FBI director Christopher Wray warned a Senate panel Wednesday that giving certain foreign telecoms companies access to the American market could significantly compromise U.S. national security. Questioning by the panel was specifically related to a company for which Donald Trump recently tweeted his support—China's ZTE, which announced it was closing operations after Trump's own Treasury Department slapped it with sanctions last month.
Wray tried to avoid upsetting his boss by not mentioning ZTE by name, but here's what he told a Senate Appropriations subcommittee, according to Politico.
“We at the FBI remain deeply concerned that any company beholden to foreign governments that don’t share our values are not companies that we want to be gaining positions of power inside our telecommunications network.

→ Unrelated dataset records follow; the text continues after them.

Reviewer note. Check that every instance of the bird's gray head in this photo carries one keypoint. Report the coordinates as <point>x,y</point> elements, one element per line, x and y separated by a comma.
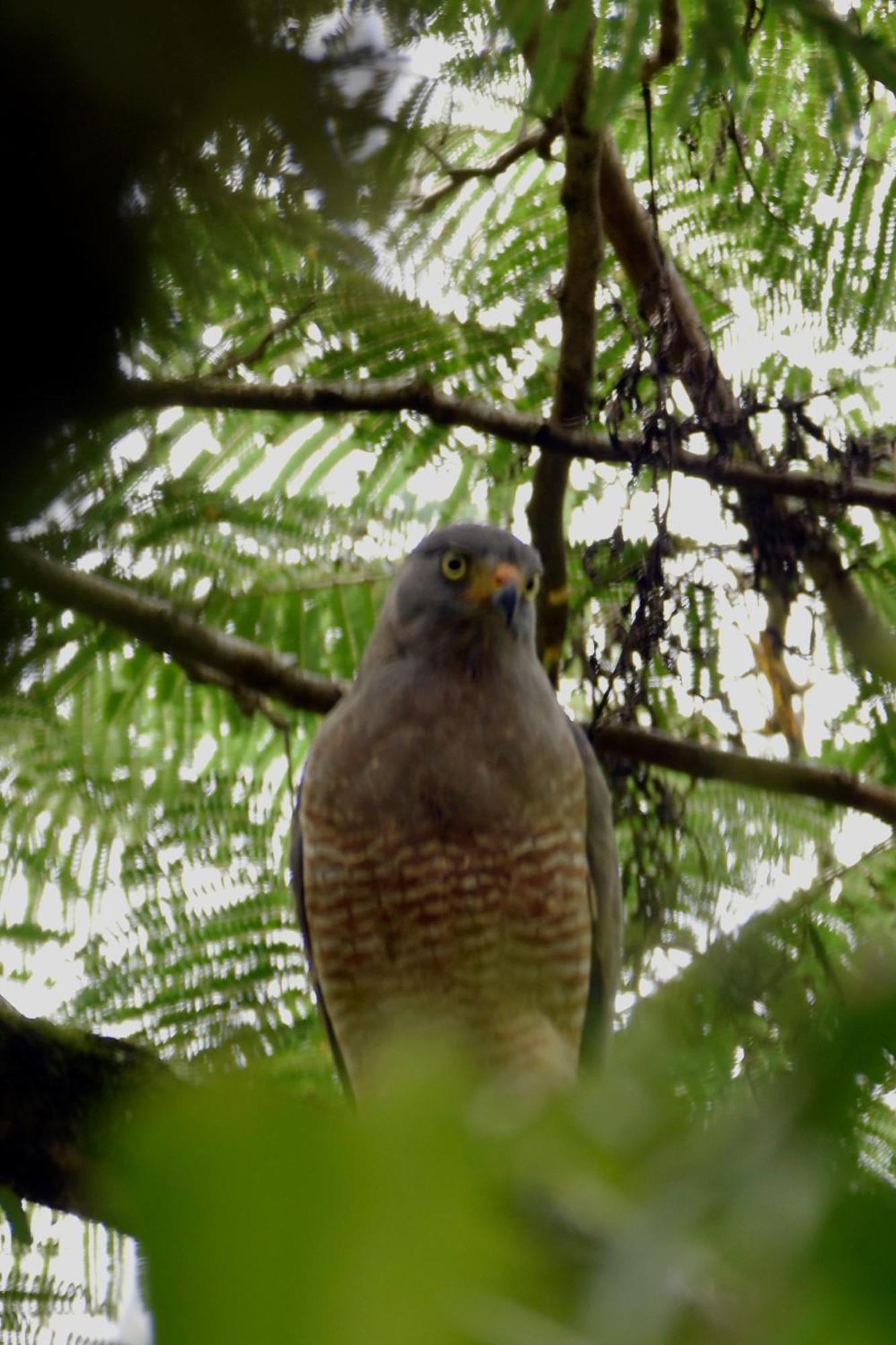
<point>464,591</point>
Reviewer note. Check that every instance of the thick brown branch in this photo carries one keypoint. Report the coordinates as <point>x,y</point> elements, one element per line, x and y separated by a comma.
<point>708,763</point>
<point>61,1090</point>
<point>537,141</point>
<point>416,395</point>
<point>169,630</point>
<point>307,692</point>
<point>576,362</point>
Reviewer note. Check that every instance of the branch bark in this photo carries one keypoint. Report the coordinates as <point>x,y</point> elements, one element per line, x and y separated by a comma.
<point>708,763</point>
<point>61,1089</point>
<point>416,395</point>
<point>537,142</point>
<point>165,627</point>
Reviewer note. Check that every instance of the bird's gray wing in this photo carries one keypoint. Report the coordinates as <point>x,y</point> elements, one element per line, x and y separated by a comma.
<point>606,905</point>
<point>296,874</point>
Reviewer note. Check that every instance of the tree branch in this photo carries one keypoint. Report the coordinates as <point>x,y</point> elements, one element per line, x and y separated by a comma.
<point>708,763</point>
<point>173,633</point>
<point>576,361</point>
<point>416,395</point>
<point>536,142</point>
<point>165,627</point>
<point>669,46</point>
<point>61,1090</point>
<point>685,349</point>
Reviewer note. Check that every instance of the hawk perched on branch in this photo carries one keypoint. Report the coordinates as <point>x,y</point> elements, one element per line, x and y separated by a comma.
<point>452,856</point>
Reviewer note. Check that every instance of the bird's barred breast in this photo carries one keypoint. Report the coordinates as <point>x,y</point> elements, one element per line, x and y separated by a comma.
<point>489,935</point>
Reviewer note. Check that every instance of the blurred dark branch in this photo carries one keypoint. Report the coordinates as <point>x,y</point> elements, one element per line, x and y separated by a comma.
<point>69,1101</point>
<point>417,395</point>
<point>537,141</point>
<point>669,46</point>
<point>251,356</point>
<point>778,540</point>
<point>708,763</point>
<point>201,650</point>
<point>225,657</point>
<point>872,54</point>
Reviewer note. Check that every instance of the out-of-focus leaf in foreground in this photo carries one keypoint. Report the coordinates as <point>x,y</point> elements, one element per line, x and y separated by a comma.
<point>619,1214</point>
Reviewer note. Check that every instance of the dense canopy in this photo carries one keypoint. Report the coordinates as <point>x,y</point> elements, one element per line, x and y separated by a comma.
<point>618,278</point>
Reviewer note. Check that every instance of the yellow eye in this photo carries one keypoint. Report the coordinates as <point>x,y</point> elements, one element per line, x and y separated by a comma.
<point>454,566</point>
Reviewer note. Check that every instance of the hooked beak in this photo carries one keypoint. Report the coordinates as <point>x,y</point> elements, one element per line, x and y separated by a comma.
<point>501,586</point>
<point>506,599</point>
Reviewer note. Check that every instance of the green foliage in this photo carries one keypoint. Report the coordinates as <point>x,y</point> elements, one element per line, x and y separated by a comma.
<point>708,1188</point>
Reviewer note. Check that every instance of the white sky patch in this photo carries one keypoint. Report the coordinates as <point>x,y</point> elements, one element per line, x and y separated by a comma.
<point>130,449</point>
<point>435,482</point>
<point>169,418</point>
<point>186,450</point>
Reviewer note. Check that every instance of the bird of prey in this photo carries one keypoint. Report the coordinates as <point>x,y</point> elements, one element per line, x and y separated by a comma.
<point>452,855</point>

“That gives them the capacity to maliciously modify or steal information, that gives them the capacity to conduct undetected espionage, that gives them the capacity to exert pressure or control,” he added.
Trump launched a surprise China First policy last weekend when he fretted over "too many jobs" lost due to ZTE's closure. His sudden concern for ZTE came shortly after the Chinese government decided to pour $500 million into a Trump Organization real estate development, accounting for fully one-half of the development's projected budget.
Pretty much everyone who cares about U.S. national security has expressed concern over ZTE’s access to the American market, including the heads of the FBI, CIA and NSA (National Security Agency).
Wray's concerns are just the latest to be voiced by a high-level national security official. Similar warnings came on Tuesday from the nation's top counterintelligence official, Bill Evanina, director of the National Counterintelligence and Security Center. As reporters hurled questions at Trump in the Oval Office Thursday, he admitted ZTE "did very bad things to our country."
"It was my administration with my full knowledge that put very very strong clamps on ZTE," he added, according to the White House pool report. Apparently, it’s okay to jeopardize the security of U.S. consumers as long as you establish that you did mean things to company first. Trump’s closing argument to the press was that ZTE buys a lot of components from U.S. suppliers.
Exactly. Why would he worry about national security now—Trump's national security adviser John Bolton just eliminated the National Security Council’s top cybersecurity post—"a post central to developing policy to defend against increasingly sophisticated digital attacks and the use of offensive cyber weapons."